Doesn't Apply to Companies
In a legal argument formally presented in federal court in the case of Hobby Lobby v. Kathleen Sebelius, the Obama administration is claiming that the First Amendment -- which expressly denies the government the authority to prohibit the "free exercise" of religion -- nonetheless allows it to force Christians to directly violate their religious beliefs even on a matter that involves the life and death of innocent human beings.
Because federal judges -- including Supreme Court Justice Sonia Sotomayor -- have refused to grant an injunction protecting the owners of Hobby Lobby from being forced to act against their Christian faith, those owners will be subject to federal fines of up to $1.3 million per day starting Tuesday for refusing to include abortion-inducing drugs in their employee health plan.
The Obama administration is making a two-fold argument for why it can force Christians to act against their faith in complying with the regulation it has issued under the Obamacare law that requires virtually all health care plans to cover, without co-pay, sterilizations, contraceptives, and abortion-inducing drugs.
The first argument the administration makes against the owners of Hobby Lobby is that Americans lose their First Amendment right to freely exercise their religion when they form a corporation and engage in commerce. A person's Christianity, the administration argues, cannot be carried out through activities he engages in through an incorporated business.
"Hobby Lobby is a for-profit, secular employer, and a secular entity by definition does not exercise religion," said Acting Assistant Attorney General Stuart Delery in a filing submitted in the U.S. District Court for the Western District of Oklahoma.
"Because Hobby Lobby is a secular employer, it is not entitled to the protections of the Free Exercise Clause or RFRA [the Religious Freedom Restoration Act]," Delery told the court on behalf of the administration. "This is because, although the First Amendment freedoms of speech and association are 'right[s] enjoyed by religious and secular groups alike,' the Free Exercise Clause 'gives special solicitude to the rights of religious organizations.'"

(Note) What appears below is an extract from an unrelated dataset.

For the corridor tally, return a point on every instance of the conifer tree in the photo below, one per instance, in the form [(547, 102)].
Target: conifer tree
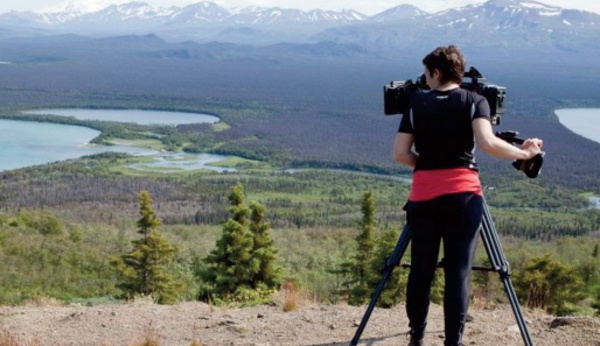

In keeping with Delery's argument, the Washington Post, as a corporation, can use its First Amendment-protected freedom of speech to write editorials in support of the Obama administration imposing its contraception mandate on businesses like Hobby Lobby. But the members of the family that created and owns Hobby Lobby, because they formed Hobby Lobby as a corporation, have no First Amendment freedom of religion that protects them from being forced by the government to act against their religious beliefs in providing abortion-inducing drugs.
The second argument the administration makes to justify forcing Christians to act against their faith is more sweeping. Here the administration argues it can force a person to act against his religion so long as the coercion is done under the authority of a law that is neutral and generally applicable -- in other words, as long as the law was not written specifically to persecute Christians as Christians, the government can use that law to persecute Christians.
READ FULL SOURCE ARTICLE: 01/03/2013
Editor's Note: This is a very slippery slope...carving out "rights" and "non-rights" -- as enumerated in the Bill of Rights and subsequent amendments -- based on whether a person or entity is secular or not promotes secularists over the religious. Nowhere in the Constitution is there a provision for securing secularism. The only reference to rights protection on this issue reads: "Congress shall make no law respecting an establishment of religion, or prohibiting the free exercise thereof;..." Progressives are secular and have been trying to sell the absolute, line of BS that because Jefferson wrote a letter to the Danbury Baptist Church assuring that no "national religion" would be established (read: the Church of England) somehow "separation of church and state" is enshrined in the Founding Documents. It is not and an activist -- and Progressive -- SCOTUS has ruled in error on this. Further, because Harvard University Law School moved away from teaching constitutionally based law in deference to law based on precedent, Progressives have been able to mount a growing number of lawsuit victories based on this unconstitutional SCOTUS decision.